| title |
PresidioDocumentCleaner |
| id |
presidiodocumentcleaner |
| slug |
/presidiodocumentcleaner |
| description |
Use `PresidioDocumentCleaner` to replace PII in Document text with entity type placeholders, powered by Microsoft Presidio. |
PresidioDocumentCleaner replaces personally identifiable information (PII) in the text content of Documents with entity type placeholders such as <PERSON> or <EMAIL_ADDRESS>. Original Documents are not mutated.
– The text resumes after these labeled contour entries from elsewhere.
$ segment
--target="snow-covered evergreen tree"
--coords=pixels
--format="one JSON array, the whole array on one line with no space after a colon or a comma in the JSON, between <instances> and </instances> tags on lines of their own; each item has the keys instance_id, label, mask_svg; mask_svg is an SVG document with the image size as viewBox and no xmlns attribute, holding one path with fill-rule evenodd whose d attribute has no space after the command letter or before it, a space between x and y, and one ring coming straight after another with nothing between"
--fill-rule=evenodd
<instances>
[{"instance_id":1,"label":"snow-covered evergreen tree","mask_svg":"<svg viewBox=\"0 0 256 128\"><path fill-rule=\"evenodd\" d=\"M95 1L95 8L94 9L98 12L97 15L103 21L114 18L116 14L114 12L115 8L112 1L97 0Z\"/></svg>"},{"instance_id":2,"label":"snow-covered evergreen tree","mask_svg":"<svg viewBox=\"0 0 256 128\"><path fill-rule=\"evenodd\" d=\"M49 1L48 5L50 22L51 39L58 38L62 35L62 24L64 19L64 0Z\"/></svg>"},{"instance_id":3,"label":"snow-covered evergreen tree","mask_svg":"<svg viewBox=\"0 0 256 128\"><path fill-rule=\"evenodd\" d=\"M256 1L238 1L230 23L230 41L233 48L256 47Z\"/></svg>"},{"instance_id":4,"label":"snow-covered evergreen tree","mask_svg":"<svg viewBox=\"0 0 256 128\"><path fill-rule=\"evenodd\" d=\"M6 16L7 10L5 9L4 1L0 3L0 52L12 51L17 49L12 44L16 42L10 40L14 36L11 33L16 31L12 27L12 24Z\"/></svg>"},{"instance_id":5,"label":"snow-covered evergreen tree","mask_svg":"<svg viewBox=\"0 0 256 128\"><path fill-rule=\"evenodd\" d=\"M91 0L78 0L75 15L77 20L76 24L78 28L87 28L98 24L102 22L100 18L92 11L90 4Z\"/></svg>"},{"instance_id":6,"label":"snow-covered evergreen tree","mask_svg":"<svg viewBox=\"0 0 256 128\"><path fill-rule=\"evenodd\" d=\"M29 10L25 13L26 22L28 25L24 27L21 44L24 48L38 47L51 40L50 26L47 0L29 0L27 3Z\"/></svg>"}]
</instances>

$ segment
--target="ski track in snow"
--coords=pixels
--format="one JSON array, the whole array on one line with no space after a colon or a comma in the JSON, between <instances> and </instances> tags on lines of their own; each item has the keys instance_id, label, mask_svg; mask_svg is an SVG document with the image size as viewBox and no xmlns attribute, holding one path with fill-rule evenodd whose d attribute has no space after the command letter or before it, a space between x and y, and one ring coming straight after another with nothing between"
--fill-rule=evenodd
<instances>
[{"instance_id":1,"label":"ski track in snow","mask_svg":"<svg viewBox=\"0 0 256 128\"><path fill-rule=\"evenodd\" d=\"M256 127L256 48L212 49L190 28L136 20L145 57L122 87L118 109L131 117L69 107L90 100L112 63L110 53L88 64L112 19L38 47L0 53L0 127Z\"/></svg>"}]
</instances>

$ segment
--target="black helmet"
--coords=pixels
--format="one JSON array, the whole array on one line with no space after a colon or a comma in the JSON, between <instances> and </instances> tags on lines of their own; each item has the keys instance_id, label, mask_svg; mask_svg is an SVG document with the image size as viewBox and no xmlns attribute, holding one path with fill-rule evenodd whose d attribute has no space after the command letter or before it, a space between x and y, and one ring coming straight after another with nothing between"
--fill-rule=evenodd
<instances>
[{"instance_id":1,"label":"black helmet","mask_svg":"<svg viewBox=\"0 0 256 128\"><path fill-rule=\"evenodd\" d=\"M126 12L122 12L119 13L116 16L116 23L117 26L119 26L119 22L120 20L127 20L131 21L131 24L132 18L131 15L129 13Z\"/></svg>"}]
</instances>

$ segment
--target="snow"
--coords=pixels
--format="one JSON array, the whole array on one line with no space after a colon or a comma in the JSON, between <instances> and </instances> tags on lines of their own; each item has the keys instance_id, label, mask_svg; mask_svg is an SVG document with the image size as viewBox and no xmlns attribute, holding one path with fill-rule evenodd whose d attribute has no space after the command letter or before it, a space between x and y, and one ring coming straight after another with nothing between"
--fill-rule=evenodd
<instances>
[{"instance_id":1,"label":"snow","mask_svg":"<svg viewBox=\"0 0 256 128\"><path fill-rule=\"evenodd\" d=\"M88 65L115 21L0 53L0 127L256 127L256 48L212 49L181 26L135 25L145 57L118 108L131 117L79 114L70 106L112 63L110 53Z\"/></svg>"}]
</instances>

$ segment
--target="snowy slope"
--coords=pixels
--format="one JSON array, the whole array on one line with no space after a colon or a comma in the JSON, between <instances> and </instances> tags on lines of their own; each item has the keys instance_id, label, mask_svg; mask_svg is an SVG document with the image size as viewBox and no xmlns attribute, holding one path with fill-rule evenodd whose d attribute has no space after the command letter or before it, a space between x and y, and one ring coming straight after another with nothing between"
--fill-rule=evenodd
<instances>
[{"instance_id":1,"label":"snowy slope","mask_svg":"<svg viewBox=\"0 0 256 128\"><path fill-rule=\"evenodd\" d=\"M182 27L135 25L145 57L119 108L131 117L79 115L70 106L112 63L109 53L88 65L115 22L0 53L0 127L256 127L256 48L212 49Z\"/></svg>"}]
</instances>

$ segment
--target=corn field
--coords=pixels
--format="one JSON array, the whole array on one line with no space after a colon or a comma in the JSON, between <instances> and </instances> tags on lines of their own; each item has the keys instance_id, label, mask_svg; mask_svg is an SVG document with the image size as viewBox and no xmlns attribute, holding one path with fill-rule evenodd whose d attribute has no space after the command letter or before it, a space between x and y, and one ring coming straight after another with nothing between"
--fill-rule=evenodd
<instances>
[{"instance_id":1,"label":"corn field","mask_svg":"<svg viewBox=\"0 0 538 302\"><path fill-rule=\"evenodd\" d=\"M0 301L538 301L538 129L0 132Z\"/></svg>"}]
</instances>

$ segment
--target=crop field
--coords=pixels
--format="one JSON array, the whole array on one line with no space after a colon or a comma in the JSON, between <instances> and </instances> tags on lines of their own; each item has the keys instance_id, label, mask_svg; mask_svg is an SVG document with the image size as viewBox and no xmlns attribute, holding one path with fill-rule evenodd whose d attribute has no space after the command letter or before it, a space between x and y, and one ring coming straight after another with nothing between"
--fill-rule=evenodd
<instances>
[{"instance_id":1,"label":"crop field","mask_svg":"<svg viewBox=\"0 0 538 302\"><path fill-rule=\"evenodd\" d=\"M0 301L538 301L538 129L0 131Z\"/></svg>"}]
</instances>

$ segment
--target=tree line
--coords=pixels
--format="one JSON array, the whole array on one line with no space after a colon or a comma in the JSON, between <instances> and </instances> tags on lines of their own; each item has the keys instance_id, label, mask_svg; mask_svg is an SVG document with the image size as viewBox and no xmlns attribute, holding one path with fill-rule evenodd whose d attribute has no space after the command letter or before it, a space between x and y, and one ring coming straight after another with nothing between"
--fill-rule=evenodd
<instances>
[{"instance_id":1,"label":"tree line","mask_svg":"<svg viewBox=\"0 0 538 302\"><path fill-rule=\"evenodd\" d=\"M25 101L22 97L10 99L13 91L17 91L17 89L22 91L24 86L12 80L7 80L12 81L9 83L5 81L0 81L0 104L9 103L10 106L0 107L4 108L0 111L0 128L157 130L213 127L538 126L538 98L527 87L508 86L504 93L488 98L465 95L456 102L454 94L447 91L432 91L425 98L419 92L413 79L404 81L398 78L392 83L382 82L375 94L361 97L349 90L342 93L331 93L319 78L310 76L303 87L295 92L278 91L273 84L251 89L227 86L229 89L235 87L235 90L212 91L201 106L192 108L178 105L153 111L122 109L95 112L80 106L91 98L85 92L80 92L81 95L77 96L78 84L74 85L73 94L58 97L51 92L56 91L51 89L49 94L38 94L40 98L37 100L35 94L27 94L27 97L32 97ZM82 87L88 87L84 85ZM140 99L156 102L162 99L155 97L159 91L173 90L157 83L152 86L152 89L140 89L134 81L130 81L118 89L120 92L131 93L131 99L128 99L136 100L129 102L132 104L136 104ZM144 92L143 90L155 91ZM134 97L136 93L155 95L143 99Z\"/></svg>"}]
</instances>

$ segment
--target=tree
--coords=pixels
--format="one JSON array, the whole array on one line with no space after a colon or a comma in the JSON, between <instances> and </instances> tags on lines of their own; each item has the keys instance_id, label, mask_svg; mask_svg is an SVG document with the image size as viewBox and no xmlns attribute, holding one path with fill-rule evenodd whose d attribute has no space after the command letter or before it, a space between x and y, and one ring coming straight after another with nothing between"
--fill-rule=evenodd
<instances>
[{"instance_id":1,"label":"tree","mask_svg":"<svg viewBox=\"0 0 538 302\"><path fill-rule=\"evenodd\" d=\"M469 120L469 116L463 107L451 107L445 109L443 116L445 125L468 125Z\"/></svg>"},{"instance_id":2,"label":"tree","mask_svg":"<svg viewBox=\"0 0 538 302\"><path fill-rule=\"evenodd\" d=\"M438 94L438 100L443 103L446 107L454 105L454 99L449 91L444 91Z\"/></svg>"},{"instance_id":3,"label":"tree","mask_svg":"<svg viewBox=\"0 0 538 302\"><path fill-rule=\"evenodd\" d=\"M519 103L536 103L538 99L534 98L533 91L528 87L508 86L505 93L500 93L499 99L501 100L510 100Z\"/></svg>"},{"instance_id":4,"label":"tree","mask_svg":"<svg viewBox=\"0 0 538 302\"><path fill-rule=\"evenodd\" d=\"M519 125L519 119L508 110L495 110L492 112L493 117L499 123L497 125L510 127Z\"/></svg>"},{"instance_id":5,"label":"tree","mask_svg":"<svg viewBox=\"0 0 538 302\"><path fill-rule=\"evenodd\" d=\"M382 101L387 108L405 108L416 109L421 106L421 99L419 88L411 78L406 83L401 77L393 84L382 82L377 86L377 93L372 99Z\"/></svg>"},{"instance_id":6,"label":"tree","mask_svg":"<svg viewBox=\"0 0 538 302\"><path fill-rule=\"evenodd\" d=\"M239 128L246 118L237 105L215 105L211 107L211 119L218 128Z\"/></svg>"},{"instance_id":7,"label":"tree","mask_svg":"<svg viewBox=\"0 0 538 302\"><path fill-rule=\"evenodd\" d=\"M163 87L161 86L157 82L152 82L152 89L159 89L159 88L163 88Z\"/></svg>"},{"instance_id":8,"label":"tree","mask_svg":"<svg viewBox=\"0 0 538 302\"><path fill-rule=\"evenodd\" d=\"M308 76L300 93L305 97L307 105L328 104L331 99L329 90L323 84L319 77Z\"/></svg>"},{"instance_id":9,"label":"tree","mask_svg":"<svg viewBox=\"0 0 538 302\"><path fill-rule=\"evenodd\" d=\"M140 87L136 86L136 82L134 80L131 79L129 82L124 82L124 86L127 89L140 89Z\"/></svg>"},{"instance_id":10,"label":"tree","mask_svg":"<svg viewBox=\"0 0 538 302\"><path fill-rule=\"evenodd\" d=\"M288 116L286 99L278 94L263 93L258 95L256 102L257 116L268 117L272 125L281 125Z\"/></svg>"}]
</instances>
Documents without text content pass through unchanged.
pip install presidio-haystack
# Download the English NLP model required by Presidio's analyzer engine
python -m spacy download en_core_web_lg
from haystack import Document
from haystack_integrations.components.preprocessors.presidio import PresidioDocumentCleaner
cleaner = PresidioDocumentCleaner()
result = cleaner.run(documents=[
Document(content="Contact Alice Smith at alice@example.com or 212-555-1234.")
])
print(result["documents"][0].content)
# Contact <PERSON> at <EMAIL_ADDRESS> or <PHONE_NUMBER>.
from haystack import Document, Pipeline
from haystack.components.writers import DocumentWriter
from haystack.document_stores.in_memory import InMemoryDocumentStore
from haystack_integrations.components.preprocessors.presidio import PresidioDocumentCleaner
document_store = InMemoryDocumentStore()
indexing_pipeline = Pipeline()
indexing_pipeline.add_component("cleaner", PresidioDocumentCleaner())
indexing_pipeline.add_component("writer", DocumentWriter(document_store=document_store))
indexing_pipeline.connect("cleaner", "writer")
indexing_pipeline.run({
"cleaner": {
"documents": [
Document(content="Alice Smith's email is alice@example.com"),
Document(content="Call Bob at 212-555-9876"),
]
}
})
| Parameter |
Default |
Description |
language |
"en" |
Language code for PII detection. See supported languages. |
entities |
None |
List of PII entity types to detect (e.g. ["PERSON", "EMAIL_ADDRESS"]). If None, all supported types are detected. |
score_threshold |
0.35 |
Minimum confidence score (0–1) for a detected entity to be included. |
from haystack_integrations.components.preprocessors.presidio import PresidioDocumentCleaner
cleaner = PresidioDocumentCleaner(
language="de",
entities=["PERSON", "EMAIL_ADDRESS"],
score_threshold=0.7,
)
See Presidio supported entities for the full list of detectable PII types.